1. Introduce students to bulbs using the details provided in the Background Information. Talk about their unique ability to store enough energy to produce leaves and flowers for the next growing season.
2. Show students the example bulbs. If possible, have various types of bulbs (onions, tulips, daffodils, hyacinths, and paperwhites) so they can compare and note similarities and differences. Ask them to describe what each looks like from the outside. Instruct them to draw a picture of each type.
3. On the chalkboard or dry erase board, draw an outline of the parts of a bulb on the board. Talk about the different parts and what they do.
4. Cut sample bulbs in half (you can either use onions from the grocery store or spring-flowering bulbs if they are available). Place the bulbs in plastic bags* and then give students a chance to view the cut bulbs. It's best to have enough bulbs for students to each have their own to work with; aternately, have them share in small groups.
5. Ask students to draw the inside of the bulbs and then label the different parts. Depending on the maturity of the bulb and the conditions it has been exposed to, they may be able to clearly see the young leaves and flowers. If you do not see any leaves or flowers in this batch of bulbs, try to find some more mature bulbs so they can see the difference.

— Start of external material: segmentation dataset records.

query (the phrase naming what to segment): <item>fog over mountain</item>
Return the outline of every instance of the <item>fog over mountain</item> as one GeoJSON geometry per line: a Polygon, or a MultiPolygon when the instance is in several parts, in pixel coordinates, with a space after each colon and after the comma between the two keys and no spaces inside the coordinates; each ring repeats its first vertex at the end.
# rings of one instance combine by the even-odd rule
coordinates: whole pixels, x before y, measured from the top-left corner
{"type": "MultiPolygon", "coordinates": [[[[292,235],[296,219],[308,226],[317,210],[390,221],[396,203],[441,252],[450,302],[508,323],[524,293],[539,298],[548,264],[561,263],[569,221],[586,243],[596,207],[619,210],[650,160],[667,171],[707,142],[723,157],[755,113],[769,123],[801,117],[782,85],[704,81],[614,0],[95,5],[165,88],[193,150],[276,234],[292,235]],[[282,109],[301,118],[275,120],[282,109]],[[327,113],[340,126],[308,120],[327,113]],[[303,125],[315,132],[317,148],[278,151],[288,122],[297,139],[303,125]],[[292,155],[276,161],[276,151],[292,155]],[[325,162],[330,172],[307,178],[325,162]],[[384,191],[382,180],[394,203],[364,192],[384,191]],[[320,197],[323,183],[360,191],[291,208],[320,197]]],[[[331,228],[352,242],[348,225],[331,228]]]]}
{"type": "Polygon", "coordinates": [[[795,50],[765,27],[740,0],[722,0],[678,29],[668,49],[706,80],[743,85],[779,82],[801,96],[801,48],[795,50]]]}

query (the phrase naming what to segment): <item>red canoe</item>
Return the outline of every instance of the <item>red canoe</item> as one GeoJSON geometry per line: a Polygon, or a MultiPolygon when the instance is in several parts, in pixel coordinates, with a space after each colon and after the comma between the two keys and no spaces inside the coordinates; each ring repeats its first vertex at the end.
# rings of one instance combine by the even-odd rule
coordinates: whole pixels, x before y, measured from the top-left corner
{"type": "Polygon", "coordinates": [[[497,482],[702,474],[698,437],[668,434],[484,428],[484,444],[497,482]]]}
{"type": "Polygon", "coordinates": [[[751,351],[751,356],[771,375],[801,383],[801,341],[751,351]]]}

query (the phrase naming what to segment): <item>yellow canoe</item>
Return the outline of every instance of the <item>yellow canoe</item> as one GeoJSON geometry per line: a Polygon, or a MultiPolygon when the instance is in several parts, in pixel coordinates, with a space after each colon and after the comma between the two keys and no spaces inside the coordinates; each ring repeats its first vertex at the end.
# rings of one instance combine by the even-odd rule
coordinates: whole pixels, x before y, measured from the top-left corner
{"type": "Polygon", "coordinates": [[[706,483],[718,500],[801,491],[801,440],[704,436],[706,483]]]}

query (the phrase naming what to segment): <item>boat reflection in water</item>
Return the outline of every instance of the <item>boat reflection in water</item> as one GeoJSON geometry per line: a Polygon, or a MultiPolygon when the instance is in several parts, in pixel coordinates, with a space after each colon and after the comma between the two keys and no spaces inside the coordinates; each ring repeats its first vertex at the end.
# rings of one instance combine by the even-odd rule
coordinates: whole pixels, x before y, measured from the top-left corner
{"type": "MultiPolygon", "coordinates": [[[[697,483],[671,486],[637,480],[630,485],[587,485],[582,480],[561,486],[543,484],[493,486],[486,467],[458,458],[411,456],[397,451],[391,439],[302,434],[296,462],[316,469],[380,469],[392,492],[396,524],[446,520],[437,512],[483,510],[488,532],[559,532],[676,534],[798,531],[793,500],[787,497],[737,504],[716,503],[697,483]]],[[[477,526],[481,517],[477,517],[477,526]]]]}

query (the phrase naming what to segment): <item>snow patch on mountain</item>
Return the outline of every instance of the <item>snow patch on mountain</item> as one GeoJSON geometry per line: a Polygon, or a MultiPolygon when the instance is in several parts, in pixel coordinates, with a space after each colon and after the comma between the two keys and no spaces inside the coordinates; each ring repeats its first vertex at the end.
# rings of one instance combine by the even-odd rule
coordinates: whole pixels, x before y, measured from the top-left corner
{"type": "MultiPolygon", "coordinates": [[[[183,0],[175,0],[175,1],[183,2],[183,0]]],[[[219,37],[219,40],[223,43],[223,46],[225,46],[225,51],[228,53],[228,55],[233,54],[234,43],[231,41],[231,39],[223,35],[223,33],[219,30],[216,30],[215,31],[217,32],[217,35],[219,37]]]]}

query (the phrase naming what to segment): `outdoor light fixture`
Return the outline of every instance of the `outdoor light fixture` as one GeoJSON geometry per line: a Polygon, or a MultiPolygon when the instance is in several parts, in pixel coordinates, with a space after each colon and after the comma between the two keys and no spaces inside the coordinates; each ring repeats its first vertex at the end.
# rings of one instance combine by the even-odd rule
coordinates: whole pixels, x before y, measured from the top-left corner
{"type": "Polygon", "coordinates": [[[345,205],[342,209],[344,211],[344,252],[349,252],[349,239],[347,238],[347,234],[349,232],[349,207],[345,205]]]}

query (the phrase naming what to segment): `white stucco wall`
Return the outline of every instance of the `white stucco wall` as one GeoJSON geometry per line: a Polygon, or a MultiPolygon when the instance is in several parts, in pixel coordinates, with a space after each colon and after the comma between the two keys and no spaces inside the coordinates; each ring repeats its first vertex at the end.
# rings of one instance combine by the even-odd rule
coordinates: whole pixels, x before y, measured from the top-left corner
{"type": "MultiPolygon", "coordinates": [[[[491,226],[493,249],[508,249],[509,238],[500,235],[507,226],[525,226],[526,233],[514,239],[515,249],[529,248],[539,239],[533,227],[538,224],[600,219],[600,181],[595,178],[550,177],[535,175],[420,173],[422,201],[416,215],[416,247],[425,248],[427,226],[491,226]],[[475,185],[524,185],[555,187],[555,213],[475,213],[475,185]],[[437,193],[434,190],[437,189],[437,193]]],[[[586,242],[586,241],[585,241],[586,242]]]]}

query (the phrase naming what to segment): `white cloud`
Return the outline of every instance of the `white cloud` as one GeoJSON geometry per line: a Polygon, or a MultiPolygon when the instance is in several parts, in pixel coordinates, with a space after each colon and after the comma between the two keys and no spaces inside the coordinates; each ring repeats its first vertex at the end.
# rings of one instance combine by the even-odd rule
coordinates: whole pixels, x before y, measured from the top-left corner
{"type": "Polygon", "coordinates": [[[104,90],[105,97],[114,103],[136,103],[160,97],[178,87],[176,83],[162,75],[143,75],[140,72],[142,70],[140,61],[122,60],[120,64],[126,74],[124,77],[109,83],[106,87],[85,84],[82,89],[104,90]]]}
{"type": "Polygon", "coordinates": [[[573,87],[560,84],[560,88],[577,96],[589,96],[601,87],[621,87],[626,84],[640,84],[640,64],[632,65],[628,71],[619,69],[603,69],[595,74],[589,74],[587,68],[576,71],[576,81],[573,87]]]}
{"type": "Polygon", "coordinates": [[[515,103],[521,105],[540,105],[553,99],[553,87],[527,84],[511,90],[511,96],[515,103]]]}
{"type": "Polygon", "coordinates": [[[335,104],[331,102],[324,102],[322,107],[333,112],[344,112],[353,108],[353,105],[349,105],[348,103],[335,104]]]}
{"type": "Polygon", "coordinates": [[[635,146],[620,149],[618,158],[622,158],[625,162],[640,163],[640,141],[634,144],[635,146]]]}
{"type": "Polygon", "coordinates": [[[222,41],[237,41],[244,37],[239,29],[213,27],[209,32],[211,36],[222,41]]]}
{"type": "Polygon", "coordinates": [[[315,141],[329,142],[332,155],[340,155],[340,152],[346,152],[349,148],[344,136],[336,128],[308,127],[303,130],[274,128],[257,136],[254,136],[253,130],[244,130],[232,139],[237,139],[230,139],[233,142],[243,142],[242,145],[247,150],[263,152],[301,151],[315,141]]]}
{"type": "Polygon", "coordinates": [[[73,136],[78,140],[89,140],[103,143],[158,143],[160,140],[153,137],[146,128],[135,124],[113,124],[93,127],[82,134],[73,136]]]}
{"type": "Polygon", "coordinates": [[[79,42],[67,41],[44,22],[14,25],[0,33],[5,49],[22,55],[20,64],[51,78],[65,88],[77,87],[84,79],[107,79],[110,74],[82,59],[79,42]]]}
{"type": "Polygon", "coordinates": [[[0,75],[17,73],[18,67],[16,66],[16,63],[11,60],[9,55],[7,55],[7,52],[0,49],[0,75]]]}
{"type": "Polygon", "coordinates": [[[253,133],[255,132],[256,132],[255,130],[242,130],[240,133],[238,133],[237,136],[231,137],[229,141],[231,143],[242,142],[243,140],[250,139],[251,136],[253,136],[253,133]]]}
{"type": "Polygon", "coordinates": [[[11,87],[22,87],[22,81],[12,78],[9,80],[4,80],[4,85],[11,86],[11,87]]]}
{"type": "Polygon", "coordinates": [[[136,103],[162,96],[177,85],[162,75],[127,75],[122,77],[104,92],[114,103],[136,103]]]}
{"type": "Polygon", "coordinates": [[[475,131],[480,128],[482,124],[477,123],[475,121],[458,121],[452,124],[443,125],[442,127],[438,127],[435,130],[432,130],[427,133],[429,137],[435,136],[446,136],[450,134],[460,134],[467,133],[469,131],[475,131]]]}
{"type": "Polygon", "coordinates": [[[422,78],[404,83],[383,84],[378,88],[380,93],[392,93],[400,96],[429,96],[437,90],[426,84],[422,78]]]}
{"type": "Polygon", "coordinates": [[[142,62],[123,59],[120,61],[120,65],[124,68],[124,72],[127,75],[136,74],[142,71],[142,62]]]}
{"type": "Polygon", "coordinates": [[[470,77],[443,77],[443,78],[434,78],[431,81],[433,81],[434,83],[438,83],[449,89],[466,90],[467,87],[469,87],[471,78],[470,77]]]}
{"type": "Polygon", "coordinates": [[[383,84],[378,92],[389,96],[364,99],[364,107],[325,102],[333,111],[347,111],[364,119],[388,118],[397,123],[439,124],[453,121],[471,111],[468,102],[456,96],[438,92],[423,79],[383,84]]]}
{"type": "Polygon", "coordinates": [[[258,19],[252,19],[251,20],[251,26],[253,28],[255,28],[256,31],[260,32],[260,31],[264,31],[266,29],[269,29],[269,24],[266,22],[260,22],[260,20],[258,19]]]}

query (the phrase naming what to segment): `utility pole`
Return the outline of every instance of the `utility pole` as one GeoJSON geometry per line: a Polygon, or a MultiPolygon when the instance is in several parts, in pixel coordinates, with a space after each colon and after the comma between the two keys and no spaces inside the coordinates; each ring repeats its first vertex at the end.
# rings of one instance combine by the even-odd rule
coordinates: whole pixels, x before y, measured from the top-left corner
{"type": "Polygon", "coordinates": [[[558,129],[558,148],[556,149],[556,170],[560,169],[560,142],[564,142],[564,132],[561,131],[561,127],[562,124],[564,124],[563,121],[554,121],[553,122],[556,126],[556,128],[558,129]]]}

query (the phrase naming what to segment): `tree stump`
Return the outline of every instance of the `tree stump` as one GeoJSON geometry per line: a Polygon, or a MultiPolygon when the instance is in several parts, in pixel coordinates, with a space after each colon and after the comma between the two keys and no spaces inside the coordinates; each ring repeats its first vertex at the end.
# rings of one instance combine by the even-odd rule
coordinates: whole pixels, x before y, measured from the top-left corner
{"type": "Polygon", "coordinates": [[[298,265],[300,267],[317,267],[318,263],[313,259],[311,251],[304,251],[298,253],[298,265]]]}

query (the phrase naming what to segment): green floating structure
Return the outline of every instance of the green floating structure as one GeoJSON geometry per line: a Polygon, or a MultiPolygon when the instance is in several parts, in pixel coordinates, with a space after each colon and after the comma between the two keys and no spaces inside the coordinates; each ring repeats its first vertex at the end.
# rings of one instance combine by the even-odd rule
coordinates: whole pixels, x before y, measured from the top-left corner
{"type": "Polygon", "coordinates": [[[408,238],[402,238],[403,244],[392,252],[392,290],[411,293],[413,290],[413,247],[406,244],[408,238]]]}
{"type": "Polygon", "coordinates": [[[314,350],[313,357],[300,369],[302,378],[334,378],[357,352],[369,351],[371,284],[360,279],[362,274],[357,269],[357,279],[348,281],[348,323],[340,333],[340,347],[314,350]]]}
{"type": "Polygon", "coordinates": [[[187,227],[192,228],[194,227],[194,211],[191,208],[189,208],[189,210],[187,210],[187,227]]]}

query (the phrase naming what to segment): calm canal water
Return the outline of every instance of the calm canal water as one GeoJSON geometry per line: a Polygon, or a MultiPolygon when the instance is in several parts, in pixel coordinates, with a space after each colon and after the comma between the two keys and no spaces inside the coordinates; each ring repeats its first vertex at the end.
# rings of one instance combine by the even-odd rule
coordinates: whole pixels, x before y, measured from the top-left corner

Science - As the students discovered in the botany lesson, the roots of the bulb grow from the basal plate and the shoots grow above the basal plate. So does it matter which end is up when planting? Ask students to hypothesize what they think is the best planting method for a bulb, and then as a class plant a few bulbs facing different directions. Observe the bulbs for several weeks and keep a journal of their growth. After several weeks, compare the results and make a conclusion about the hypothesis. The students should find that bulbs planted upside down use a lot of energy growing around the bulb and up and so they may not survive and/or bloom.
Math - Plant several bulbs in pots (see Background Information for information on forcing bulbs, or use paperwhites). Measure the plants daily as they grow (metric and English measure) and then chart the data on a graph. Discuss the growth patterns observed.
English - Read the book A Flower Grows by Ken Robbins (Dial Books, New York, NY1990) detailing the growth of an amaryllis bulb. Plant an amaryllis in the classroom and compare the observed growth with the book.
Art - Make a color wheel using pictures of bulb flowers cut from catalogs. Discuss the concepts of primary, secondary, and complementary colors.
History/Economics - Read about “tulipmania." Discuss the effects of supply and demand on prices. Introduce the concepts of trade markets, speculation, and inflation.